Ad2. przekopiuj tutaj całość z konsoli, razem komendą, z tym co działa i z tym co nie działa.

Bo dla mnie jest to dziwny komunikat.

----------

## arsen

tak się składza że jest taki serwer jak http://src.gentoo.pl i to od jakiś 2 lat jako oficjalny serwer. Różnie z nim bywa, polecam zatem mirrorselect by wybrał sam najlepszy.

----------

## andrzejk

Zmieniłem mirrory na podane wyżej i zaczął pobierać wszystkie pakiety - wychodzi na to, że nie warto korzystać z polskich   :Crying or Very sad: 

Co do drugiego problemu to nic się nie zmienia muszę podawać ipik jak wpisze serwery do make.conf w ten sposób:

GENTOO_MIRRORS="ftp://pandemonium.tiscali.de/pub/gentoo/"

to efekt kiedy próbuje wykonać emerge coś_tam mam niestety następujacy:

(Wpisuje różnica reszta jest ok szkoda zużywać czcionki - sorki nie mam jak przekopiować posty pisze z inntego kompa tamten jeszcze nawet nie ma Xow właśnie się za nie zabieram[/topic] :Wink: .

(...)

Translacja pandemonium.tiscali.de.... 1.0.0.0

Connecting to pandemonium.tiscali.de|1.0.0.0:21....

(...)

Reszty można się domyślić nie udaje się połączyć. Kiedy w make.conf wpisuje adres serwera tak:

GENTOO_MIRRORS="ftp://195.52.219.14/pub/gentoo/"
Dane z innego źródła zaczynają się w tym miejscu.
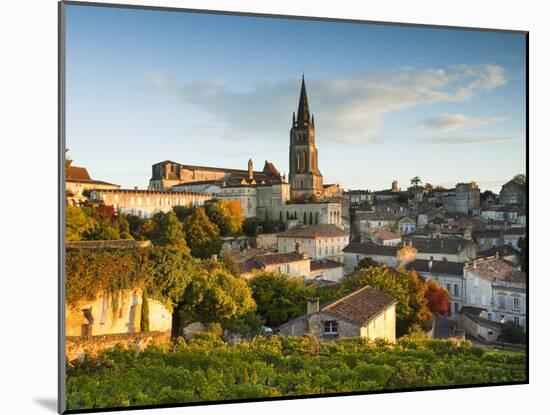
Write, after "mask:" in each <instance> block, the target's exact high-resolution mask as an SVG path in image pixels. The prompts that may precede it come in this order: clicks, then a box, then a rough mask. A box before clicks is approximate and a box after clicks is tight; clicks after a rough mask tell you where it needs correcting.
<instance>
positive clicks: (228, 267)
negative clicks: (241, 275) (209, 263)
mask: <svg viewBox="0 0 550 415" xmlns="http://www.w3.org/2000/svg"><path fill="white" fill-rule="evenodd" d="M221 262H222V264H223V266H224V268H225V269H226V270H227V272H229V273H230V274H231V275H234V276H235V277H238V276H239V275H240V274H241V269H240V268H239V264H238V263H237V261H236V260H235V257H234V256H233V255H232V254H231V253H230V252H228V251H227V252H224V253H223V256H222V261H221Z"/></svg>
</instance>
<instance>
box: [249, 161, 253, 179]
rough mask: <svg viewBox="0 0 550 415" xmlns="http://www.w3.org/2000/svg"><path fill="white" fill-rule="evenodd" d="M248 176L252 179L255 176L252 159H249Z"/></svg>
mask: <svg viewBox="0 0 550 415" xmlns="http://www.w3.org/2000/svg"><path fill="white" fill-rule="evenodd" d="M248 178H249V179H250V180H252V179H253V178H254V165H253V163H252V159H249V160H248Z"/></svg>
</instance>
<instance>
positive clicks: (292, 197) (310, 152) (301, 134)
mask: <svg viewBox="0 0 550 415" xmlns="http://www.w3.org/2000/svg"><path fill="white" fill-rule="evenodd" d="M317 161H318V155H317V147H315V120H314V118H313V115H311V116H310V114H309V104H308V102H307V92H306V83H305V81H304V76H303V75H302V90H301V91H300V101H299V103H298V113H297V115H296V114H295V113H294V114H292V128H291V129H290V151H289V166H290V170H289V173H288V179H289V182H290V197H291V199H292V200H305V199H307V198H309V197H310V196H311V195H316V196H317V197H319V196H321V195H322V194H323V175H322V174H321V172H320V171H319V168H318V166H317Z"/></svg>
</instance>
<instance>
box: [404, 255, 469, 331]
mask: <svg viewBox="0 0 550 415" xmlns="http://www.w3.org/2000/svg"><path fill="white" fill-rule="evenodd" d="M406 268H407V269H410V270H415V271H416V272H417V273H418V274H419V275H420V276H421V277H422V278H424V279H425V280H430V279H431V280H433V281H435V282H437V283H438V284H439V285H440V286H442V287H443V288H445V289H446V290H447V292H448V293H449V297H450V298H449V300H450V308H449V312H448V316H449V317H450V318H451V319H453V320H456V319H457V318H458V313H459V311H460V309H461V308H462V306H463V305H464V292H465V283H464V264H462V263H460V262H449V261H433V260H425V259H417V260H415V261H413V262H410V263H409V264H407V266H406Z"/></svg>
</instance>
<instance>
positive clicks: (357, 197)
mask: <svg viewBox="0 0 550 415" xmlns="http://www.w3.org/2000/svg"><path fill="white" fill-rule="evenodd" d="M343 195H344V198H346V199H348V200H349V202H350V203H351V204H352V205H360V204H361V203H364V202H367V203H369V204H372V202H373V200H374V195H373V194H372V192H371V191H370V190H347V191H345V192H344V194H343Z"/></svg>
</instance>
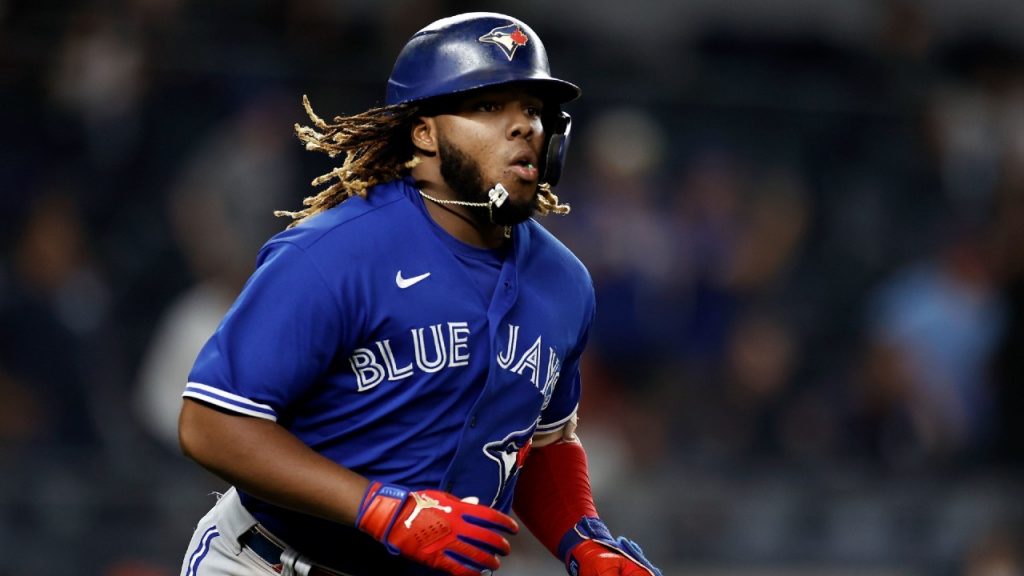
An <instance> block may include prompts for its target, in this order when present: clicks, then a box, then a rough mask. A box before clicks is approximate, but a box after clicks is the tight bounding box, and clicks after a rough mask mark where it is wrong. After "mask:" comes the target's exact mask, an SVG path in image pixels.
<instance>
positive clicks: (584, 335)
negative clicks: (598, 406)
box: [537, 299, 594, 434]
mask: <svg viewBox="0 0 1024 576" xmlns="http://www.w3.org/2000/svg"><path fill="white" fill-rule="evenodd" d="M591 302H592V303H591V306H590V314H589V315H588V317H587V318H588V320H587V323H586V325H585V326H584V328H583V331H582V333H581V336H580V339H579V341H578V343H577V345H575V346H574V347H573V348H572V349H571V351H570V352H569V354H568V355H567V356H566V357H565V362H563V363H562V366H561V369H560V371H559V374H558V378H557V380H556V382H555V387H554V390H553V392H552V393H551V399H550V400H548V401H546V402H545V407H544V409H543V410H542V411H541V420H540V421H539V422H538V424H537V434H547V433H551V431H555V430H557V429H558V428H560V427H562V426H564V425H565V423H566V422H568V421H569V420H570V419H572V416H574V415H575V413H577V408H579V406H580V394H581V387H582V386H581V376H580V363H581V359H582V358H583V352H584V349H585V348H586V347H587V340H588V338H589V336H590V329H591V326H592V325H593V322H594V305H593V299H591Z"/></svg>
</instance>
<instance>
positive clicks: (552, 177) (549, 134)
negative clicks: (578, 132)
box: [541, 111, 572, 186]
mask: <svg viewBox="0 0 1024 576" xmlns="http://www.w3.org/2000/svg"><path fill="white" fill-rule="evenodd" d="M544 127H545V129H546V130H548V133H549V136H548V143H547V146H546V147H545V153H544V166H543V167H542V171H541V181H543V182H546V183H548V184H550V186H555V184H557V183H558V180H559V179H560V178H561V176H562V168H563V167H564V166H565V154H566V153H567V152H568V149H569V131H570V129H571V128H572V117H571V116H569V115H568V114H567V113H565V112H561V111H559V112H558V113H557V114H555V115H554V116H552V117H551V118H547V119H545V122H544Z"/></svg>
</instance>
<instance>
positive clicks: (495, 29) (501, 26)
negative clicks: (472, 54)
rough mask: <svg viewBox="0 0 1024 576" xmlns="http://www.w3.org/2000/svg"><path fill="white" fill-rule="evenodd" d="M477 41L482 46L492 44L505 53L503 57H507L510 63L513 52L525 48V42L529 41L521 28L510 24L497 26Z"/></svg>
mask: <svg viewBox="0 0 1024 576" xmlns="http://www.w3.org/2000/svg"><path fill="white" fill-rule="evenodd" d="M479 41H480V42H483V43H484V44H494V45H496V46H498V47H499V48H501V49H502V51H503V52H505V55H506V56H508V58H509V61H512V56H514V55H515V51H516V50H517V49H519V46H525V45H526V42H528V41H529V37H528V36H526V34H525V33H524V32H523V31H522V29H521V28H519V27H518V26H516V25H514V24H510V25H507V26H499V27H498V28H496V29H494V30H492V31H490V32H488V33H486V34H484V35H483V36H481V37H480V38H479Z"/></svg>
to wszystko działa bez problemu:

(...)

Connection to 195.52.219.14... połączono

Logowanie jako anonymus ... Zalogowano się!

(...)

I dalej hula. 

Oczywiście wszystko robie jako root.

Pinganie po nazwach działa więc sam system rozwiązywania nazw DNS chodzi, problem dotyczy tylko komendy emerge nazwa_programu. Serwer rsync mam wpisany po nazwie i emerge sync - działa. 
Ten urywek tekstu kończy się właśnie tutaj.